3

I am trying to use Sparkmeausre to check the performance of my Pyspark code. I am using Pycharm Community edition on windows 10, with Pyspark properly configured. I did "pip install sparkmeasure" and sparkmeasure was sucessfully installed. Now when I am trying to run this snippet of code.
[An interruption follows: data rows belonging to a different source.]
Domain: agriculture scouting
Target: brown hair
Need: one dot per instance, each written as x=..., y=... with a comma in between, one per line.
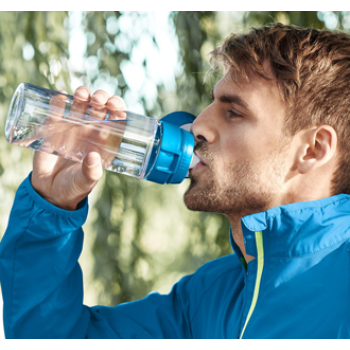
x=312, y=68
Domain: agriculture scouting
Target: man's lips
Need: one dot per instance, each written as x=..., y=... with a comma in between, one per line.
x=200, y=165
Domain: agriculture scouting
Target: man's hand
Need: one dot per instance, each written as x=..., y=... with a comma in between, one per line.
x=63, y=182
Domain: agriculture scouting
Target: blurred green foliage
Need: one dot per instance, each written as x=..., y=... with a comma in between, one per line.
x=141, y=236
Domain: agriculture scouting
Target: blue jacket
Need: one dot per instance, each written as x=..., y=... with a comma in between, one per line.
x=297, y=287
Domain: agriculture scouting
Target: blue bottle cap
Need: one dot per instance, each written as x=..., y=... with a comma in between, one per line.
x=176, y=150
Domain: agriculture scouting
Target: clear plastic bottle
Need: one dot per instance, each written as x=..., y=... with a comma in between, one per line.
x=130, y=144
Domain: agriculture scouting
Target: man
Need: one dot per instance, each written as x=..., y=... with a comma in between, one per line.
x=275, y=159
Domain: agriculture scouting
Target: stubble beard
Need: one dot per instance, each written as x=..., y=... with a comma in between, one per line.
x=239, y=191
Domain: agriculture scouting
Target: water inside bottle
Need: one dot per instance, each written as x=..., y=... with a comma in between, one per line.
x=125, y=145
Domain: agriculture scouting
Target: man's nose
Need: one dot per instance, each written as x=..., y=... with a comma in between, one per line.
x=204, y=129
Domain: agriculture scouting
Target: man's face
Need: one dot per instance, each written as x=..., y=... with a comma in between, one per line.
x=239, y=138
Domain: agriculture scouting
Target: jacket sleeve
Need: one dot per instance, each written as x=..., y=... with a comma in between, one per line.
x=42, y=282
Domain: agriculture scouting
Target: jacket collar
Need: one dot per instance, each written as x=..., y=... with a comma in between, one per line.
x=299, y=229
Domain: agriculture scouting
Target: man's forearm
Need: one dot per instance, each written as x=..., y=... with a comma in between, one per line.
x=40, y=277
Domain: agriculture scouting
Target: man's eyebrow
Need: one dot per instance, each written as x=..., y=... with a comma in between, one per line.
x=230, y=99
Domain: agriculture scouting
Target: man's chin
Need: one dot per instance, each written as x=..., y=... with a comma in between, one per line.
x=197, y=198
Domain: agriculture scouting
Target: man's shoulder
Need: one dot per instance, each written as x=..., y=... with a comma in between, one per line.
x=212, y=272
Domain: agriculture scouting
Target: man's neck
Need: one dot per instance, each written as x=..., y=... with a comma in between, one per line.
x=237, y=235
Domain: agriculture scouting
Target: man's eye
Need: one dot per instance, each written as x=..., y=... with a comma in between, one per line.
x=233, y=114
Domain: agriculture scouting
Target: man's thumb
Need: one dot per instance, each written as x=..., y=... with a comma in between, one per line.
x=92, y=168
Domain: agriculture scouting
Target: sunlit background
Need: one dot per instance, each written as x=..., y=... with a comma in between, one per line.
x=139, y=236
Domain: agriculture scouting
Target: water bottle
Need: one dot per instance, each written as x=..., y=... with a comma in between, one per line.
x=131, y=144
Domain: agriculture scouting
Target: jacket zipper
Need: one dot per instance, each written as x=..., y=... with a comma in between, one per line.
x=260, y=258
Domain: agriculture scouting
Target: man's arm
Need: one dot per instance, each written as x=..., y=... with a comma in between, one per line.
x=42, y=282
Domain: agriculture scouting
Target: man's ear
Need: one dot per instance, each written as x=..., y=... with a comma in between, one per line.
x=317, y=148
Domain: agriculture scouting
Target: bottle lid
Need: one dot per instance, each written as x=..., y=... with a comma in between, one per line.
x=176, y=150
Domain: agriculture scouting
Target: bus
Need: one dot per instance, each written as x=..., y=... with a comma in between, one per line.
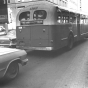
x=44, y=25
x=8, y=12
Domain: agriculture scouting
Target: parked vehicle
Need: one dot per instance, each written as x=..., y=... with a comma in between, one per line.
x=49, y=26
x=9, y=62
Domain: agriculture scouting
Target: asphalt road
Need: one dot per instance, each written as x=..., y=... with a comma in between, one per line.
x=56, y=69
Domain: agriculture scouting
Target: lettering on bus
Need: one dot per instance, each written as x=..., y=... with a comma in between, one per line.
x=31, y=22
x=33, y=8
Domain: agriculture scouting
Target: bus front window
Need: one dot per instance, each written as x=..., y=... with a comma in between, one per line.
x=39, y=14
x=24, y=16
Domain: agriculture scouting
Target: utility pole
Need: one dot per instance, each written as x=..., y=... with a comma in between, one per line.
x=80, y=5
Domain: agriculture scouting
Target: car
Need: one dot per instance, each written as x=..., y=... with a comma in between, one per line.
x=10, y=59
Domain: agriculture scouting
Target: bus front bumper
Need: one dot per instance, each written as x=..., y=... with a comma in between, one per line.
x=35, y=48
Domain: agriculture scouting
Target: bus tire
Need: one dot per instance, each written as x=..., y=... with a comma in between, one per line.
x=12, y=71
x=70, y=41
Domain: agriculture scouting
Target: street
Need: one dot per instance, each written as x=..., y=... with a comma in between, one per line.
x=56, y=69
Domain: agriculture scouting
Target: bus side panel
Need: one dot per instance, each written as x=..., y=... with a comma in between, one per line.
x=39, y=36
x=84, y=30
x=23, y=36
x=58, y=34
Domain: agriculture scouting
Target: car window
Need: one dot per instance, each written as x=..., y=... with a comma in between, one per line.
x=24, y=16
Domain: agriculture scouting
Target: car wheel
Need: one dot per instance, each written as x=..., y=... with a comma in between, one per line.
x=12, y=71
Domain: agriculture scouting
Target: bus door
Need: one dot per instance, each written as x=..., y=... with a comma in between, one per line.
x=23, y=31
x=78, y=26
x=39, y=31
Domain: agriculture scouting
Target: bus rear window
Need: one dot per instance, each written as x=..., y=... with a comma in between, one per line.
x=39, y=14
x=24, y=16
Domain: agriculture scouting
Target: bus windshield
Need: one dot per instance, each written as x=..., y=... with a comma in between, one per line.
x=38, y=17
x=39, y=14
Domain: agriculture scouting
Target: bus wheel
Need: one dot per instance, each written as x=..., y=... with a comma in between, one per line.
x=12, y=71
x=70, y=41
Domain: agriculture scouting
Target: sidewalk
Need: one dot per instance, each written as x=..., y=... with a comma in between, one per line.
x=11, y=34
x=5, y=39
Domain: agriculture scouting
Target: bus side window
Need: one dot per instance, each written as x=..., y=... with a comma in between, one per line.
x=39, y=14
x=65, y=16
x=72, y=18
x=59, y=17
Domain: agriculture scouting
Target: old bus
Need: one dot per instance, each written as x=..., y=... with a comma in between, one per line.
x=46, y=26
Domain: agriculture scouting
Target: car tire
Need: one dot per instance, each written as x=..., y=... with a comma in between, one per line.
x=12, y=71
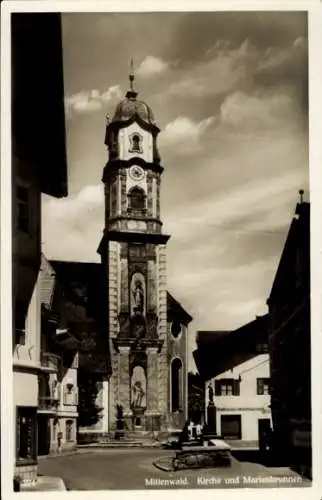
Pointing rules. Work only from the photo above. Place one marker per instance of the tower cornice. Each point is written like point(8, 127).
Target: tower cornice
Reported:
point(129, 236)
point(114, 165)
point(116, 125)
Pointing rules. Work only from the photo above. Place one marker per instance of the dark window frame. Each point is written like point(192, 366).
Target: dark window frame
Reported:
point(23, 208)
point(26, 445)
point(227, 387)
point(69, 427)
point(263, 386)
point(137, 200)
point(176, 388)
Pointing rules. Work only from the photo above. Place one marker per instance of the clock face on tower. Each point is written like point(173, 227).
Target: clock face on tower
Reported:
point(136, 173)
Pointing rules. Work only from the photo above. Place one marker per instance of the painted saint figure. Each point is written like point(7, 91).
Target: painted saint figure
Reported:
point(138, 296)
point(137, 394)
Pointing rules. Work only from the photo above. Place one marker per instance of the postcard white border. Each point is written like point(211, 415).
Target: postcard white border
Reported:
point(315, 157)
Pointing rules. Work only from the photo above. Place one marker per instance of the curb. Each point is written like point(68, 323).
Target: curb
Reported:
point(163, 467)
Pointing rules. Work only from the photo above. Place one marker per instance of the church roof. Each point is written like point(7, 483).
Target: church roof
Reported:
point(130, 107)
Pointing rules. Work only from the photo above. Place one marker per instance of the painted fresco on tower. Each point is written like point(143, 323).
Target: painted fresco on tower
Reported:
point(182, 195)
point(138, 388)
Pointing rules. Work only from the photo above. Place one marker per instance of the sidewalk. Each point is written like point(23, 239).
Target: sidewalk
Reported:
point(46, 483)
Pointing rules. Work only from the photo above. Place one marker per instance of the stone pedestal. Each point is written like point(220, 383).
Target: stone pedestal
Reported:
point(211, 418)
point(124, 378)
point(152, 380)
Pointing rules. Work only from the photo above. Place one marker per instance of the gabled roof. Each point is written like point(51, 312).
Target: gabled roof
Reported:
point(298, 236)
point(176, 310)
point(219, 351)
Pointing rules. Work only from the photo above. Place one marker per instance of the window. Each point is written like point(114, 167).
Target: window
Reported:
point(136, 199)
point(26, 440)
point(176, 385)
point(23, 208)
point(227, 387)
point(262, 348)
point(175, 329)
point(21, 309)
point(263, 386)
point(69, 430)
point(69, 394)
point(136, 141)
point(231, 426)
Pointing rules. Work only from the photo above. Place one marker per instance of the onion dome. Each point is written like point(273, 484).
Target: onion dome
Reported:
point(130, 106)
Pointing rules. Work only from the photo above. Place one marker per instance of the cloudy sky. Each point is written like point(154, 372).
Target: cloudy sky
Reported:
point(229, 91)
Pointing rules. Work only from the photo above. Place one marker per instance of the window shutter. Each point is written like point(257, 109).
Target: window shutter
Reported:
point(236, 388)
point(217, 387)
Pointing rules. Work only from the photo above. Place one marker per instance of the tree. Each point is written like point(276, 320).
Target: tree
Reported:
point(196, 397)
point(89, 413)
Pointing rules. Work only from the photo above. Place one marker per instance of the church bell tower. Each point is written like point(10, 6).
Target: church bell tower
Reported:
point(133, 253)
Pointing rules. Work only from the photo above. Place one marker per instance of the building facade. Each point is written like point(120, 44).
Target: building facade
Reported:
point(236, 372)
point(242, 396)
point(146, 349)
point(290, 346)
point(34, 172)
point(58, 387)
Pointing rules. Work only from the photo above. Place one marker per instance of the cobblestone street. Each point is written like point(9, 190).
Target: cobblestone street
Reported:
point(133, 469)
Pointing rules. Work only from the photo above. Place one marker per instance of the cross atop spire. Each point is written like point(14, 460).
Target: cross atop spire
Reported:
point(301, 193)
point(131, 75)
point(131, 94)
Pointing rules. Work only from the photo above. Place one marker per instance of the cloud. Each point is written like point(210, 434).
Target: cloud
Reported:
point(226, 68)
point(184, 129)
point(264, 110)
point(92, 100)
point(72, 226)
point(152, 66)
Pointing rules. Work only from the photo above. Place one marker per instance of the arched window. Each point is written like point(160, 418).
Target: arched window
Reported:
point(136, 141)
point(176, 385)
point(136, 199)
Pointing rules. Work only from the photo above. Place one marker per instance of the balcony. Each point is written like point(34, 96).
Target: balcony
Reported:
point(47, 404)
point(50, 362)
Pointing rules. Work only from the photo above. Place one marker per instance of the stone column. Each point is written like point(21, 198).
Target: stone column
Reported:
point(124, 378)
point(152, 413)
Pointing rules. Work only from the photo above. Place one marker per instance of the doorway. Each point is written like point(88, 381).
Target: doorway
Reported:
point(231, 426)
point(43, 434)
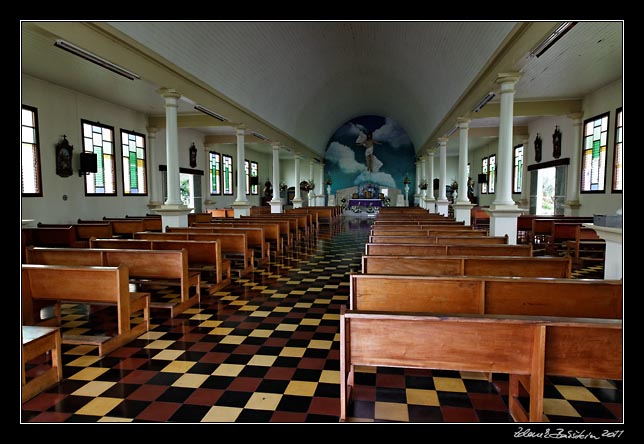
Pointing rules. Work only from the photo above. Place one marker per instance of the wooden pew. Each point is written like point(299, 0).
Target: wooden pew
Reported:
point(38, 341)
point(43, 284)
point(426, 249)
point(526, 347)
point(203, 256)
point(233, 246)
point(144, 267)
point(554, 267)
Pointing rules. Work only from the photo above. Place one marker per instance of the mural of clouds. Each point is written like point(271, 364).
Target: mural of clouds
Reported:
point(383, 179)
point(344, 157)
point(392, 134)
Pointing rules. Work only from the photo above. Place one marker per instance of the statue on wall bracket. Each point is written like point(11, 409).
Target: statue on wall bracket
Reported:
point(556, 143)
point(537, 148)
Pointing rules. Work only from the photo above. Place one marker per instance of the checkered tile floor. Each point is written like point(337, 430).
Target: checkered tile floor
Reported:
point(266, 349)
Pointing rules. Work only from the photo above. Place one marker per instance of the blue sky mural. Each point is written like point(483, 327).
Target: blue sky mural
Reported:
point(370, 149)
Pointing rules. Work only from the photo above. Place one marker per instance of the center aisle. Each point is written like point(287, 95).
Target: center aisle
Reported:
point(266, 349)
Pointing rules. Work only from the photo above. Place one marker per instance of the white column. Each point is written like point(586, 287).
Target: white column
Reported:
point(503, 211)
point(442, 203)
point(276, 202)
point(153, 168)
point(241, 206)
point(172, 147)
point(320, 186)
point(430, 200)
point(462, 206)
point(504, 156)
point(525, 182)
point(297, 200)
point(571, 206)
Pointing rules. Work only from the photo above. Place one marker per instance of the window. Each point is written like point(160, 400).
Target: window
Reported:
point(593, 167)
point(99, 139)
point(484, 171)
point(247, 176)
point(134, 163)
point(30, 153)
point(215, 173)
point(227, 166)
point(491, 178)
point(517, 172)
point(617, 160)
point(254, 169)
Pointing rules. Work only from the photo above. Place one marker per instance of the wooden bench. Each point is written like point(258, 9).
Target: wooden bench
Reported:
point(36, 342)
point(525, 347)
point(554, 267)
point(46, 284)
point(234, 246)
point(427, 249)
point(204, 257)
point(144, 266)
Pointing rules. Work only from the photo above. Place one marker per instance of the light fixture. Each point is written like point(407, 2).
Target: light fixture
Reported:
point(211, 113)
point(552, 39)
point(483, 102)
point(80, 52)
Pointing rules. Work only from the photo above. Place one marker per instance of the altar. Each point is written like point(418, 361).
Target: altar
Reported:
point(365, 203)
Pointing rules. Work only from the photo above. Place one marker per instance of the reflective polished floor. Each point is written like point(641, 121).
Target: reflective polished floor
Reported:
point(266, 350)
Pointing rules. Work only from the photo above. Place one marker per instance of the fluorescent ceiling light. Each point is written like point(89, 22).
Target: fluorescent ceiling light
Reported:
point(62, 44)
point(483, 102)
point(211, 113)
point(552, 38)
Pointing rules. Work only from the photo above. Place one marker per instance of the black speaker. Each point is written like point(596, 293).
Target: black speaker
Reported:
point(87, 163)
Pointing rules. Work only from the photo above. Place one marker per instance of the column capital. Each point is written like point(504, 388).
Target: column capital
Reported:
point(168, 93)
point(575, 117)
point(507, 79)
point(463, 122)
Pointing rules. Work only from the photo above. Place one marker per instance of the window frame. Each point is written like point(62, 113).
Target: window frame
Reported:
point(583, 150)
point(38, 164)
point(619, 118)
point(99, 161)
point(145, 162)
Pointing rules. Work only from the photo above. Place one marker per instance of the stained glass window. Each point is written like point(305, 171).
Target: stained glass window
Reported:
point(227, 166)
point(517, 172)
point(215, 173)
point(99, 139)
point(618, 174)
point(30, 153)
point(134, 163)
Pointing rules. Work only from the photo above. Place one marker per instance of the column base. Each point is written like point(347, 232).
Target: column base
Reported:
point(613, 257)
point(503, 221)
point(430, 205)
point(276, 206)
point(241, 208)
point(442, 207)
point(463, 212)
point(571, 208)
point(173, 215)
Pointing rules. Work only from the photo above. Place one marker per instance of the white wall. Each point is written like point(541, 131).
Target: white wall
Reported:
point(60, 111)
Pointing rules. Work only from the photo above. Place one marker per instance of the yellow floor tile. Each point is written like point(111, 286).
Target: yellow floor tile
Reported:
point(301, 388)
point(449, 384)
point(93, 388)
point(576, 393)
point(263, 401)
point(559, 407)
point(221, 414)
point(422, 397)
point(391, 411)
point(190, 380)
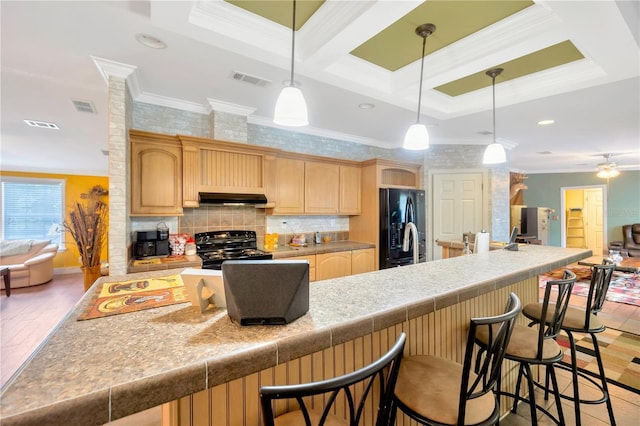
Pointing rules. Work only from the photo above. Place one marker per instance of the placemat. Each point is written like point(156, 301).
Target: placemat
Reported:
point(130, 296)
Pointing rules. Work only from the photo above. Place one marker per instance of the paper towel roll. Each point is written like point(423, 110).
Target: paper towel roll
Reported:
point(482, 242)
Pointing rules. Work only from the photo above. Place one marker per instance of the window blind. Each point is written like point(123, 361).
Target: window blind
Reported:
point(32, 209)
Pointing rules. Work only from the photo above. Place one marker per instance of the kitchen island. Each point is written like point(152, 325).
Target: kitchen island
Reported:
point(210, 369)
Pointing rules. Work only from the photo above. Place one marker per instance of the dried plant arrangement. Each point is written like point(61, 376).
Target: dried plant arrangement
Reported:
point(87, 225)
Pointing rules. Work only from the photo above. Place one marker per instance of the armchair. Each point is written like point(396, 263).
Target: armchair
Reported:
point(631, 241)
point(30, 261)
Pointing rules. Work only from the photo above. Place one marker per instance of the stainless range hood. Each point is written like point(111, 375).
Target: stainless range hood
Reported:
point(227, 198)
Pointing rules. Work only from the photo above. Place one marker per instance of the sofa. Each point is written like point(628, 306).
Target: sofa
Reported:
point(30, 262)
point(630, 245)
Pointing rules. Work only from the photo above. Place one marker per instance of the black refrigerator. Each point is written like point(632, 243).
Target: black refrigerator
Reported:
point(398, 208)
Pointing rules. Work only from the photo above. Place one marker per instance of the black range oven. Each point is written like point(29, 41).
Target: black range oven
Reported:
point(215, 247)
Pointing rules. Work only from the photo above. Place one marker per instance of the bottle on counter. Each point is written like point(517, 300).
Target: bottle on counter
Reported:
point(466, 250)
point(190, 247)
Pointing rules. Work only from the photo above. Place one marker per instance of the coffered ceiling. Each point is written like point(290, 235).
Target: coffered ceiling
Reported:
point(577, 62)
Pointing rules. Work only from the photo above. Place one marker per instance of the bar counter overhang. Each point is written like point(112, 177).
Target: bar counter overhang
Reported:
point(206, 367)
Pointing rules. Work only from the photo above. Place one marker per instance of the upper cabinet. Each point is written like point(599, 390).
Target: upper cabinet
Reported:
point(289, 193)
point(217, 166)
point(313, 186)
point(350, 190)
point(156, 175)
point(169, 172)
point(321, 187)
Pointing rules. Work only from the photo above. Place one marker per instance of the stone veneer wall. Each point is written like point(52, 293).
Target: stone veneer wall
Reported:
point(118, 143)
point(232, 127)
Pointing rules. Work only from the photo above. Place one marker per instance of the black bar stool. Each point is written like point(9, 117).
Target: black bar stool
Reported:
point(530, 346)
point(585, 321)
point(379, 376)
point(438, 391)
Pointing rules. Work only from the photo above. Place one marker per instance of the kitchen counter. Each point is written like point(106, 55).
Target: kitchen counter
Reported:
point(95, 371)
point(312, 248)
point(159, 264)
point(454, 248)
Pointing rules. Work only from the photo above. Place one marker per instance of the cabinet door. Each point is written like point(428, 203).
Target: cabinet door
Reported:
point(312, 264)
point(156, 179)
point(333, 265)
point(362, 261)
point(350, 190)
point(289, 186)
point(322, 181)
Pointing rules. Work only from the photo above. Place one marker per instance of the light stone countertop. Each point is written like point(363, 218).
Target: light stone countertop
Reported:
point(94, 371)
point(312, 248)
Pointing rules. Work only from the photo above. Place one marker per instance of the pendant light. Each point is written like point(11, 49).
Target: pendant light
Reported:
point(494, 153)
point(417, 136)
point(291, 108)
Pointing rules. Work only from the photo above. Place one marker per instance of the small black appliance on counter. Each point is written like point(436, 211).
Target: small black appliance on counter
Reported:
point(150, 244)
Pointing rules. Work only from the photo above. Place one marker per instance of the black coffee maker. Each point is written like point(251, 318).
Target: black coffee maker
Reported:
point(152, 243)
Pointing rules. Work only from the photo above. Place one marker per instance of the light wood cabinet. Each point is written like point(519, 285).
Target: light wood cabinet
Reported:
point(333, 265)
point(362, 261)
point(350, 190)
point(321, 187)
point(226, 167)
point(312, 264)
point(156, 175)
point(289, 186)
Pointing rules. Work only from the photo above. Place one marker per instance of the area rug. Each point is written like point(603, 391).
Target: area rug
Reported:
point(624, 288)
point(130, 296)
point(620, 353)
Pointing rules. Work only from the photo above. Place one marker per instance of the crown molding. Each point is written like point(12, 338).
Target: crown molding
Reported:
point(228, 107)
point(110, 68)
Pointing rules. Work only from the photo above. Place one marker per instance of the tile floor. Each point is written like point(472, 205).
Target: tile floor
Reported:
point(30, 314)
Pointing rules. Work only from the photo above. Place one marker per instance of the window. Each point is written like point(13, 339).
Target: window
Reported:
point(32, 209)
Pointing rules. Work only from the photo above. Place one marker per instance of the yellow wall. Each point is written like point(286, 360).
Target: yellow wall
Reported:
point(74, 186)
point(574, 199)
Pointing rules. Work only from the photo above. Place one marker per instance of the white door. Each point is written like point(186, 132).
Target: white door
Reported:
point(457, 207)
point(594, 220)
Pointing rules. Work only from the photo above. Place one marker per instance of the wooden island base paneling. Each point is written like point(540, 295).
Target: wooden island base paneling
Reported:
point(203, 369)
point(442, 333)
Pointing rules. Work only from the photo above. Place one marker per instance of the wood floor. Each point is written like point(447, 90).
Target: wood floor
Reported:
point(30, 314)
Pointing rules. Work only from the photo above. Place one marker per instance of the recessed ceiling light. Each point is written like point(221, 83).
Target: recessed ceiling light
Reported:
point(42, 124)
point(150, 41)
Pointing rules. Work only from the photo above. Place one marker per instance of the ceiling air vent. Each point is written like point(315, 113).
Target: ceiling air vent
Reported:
point(251, 79)
point(42, 124)
point(83, 106)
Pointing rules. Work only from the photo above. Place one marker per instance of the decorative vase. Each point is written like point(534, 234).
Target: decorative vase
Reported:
point(91, 274)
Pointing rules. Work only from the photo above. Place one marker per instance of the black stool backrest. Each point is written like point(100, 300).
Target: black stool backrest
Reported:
point(379, 375)
point(554, 308)
point(500, 328)
point(600, 280)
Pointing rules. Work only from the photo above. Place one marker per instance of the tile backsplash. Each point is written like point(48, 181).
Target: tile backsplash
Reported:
point(220, 218)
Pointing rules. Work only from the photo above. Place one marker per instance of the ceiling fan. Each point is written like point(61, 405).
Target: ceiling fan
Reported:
point(609, 169)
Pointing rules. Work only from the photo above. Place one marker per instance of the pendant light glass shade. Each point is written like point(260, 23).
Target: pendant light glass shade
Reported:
point(608, 173)
point(291, 108)
point(494, 153)
point(417, 136)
from pyspark import  SparkConf , SparkContext
from pyspark.context import  SparkContext
from pyspark.sql.session import  SparkSession
from sparkmeasure import StageMetrics


sc = SparkContext(master = "local" , appName = "sparkdemo")
spark = SparkSession(sc)
sm = StageMetrics(spark)

I am getting the error.

File "C:/Users/nj123/PycharmProjects/pythonProject/sparkdemo.py", line 9, in <module>
sm = StageMetrics(spark)
File "C:\Users\nj123\PycharmProjects\pythonProject\venv\lib\site- 
packages\sparkmeasure\stagemetrics.py", line 15, in __init__
self.stagemetrics = self.sc._jvm.ch.cern.sparkmeasure.StageMetrics(self.sparksession._jsparkSession)
TypeError: 'JavaPackage' object is not callable

How to resolve this error and to configure sparkmeasure to Pycharm correctly?

supernova
  • 93
  • 9
  • 2
    I have faced a similar issue in the past. Put the spark_measure jar in your `spark-2.4.4-bin-hadoop2.7/jars` directory (use the spark version which you have downloaded) and invoke the python script through spark-submit on commandline. That's the only way I could get it work. Don't use Pycharm way to start a spark job. – user238607 Dec 19 '20 at 15:07
  • @user238607 Thanks. I put my spark jar folder in "C:\Spark\spark-3.0.1-bin-hadoop2.7\jars" which contains all jars file. Now, what command should I type on cmd to execute this jar and how to invoke python script ? – supernova Dec 20 '20 at 16:53
  • @user238607 I did as you told, moved my jar file to the desired location and re ran the code in Pycharm terminal. It worked perfectly without any issues. Thanks a lot. Just curious to know, how you resolved this issue when you faced it first time! – supernova Dec 20 '20 at 17:10
  • You don't have to invoke the functions in the jar directly. Your python code will do that. Here's how you can submit pyspark job through spark-submit. https://stackoverflow.com/questions/38120011/using-spark-submit-with-python-main – user238607 Dec 20 '20 at 17:36
  • 1
    Okay. But I did it without spark - submit. Just ran the program in pycharm and it worked properly. – supernova Dec 20 '20 at 18:13
  • Please make sure to write your solution in the answer so that others will have a solution for future reference. – user238607 Dec 20 '20 at 18:17
  • @user238607 Thanks. I posted the solution. – supernova Dec 22 '20 at 10:20

1 Answers1

1

Thanks to @user238607. Here are the steps I performed to resolve this issue.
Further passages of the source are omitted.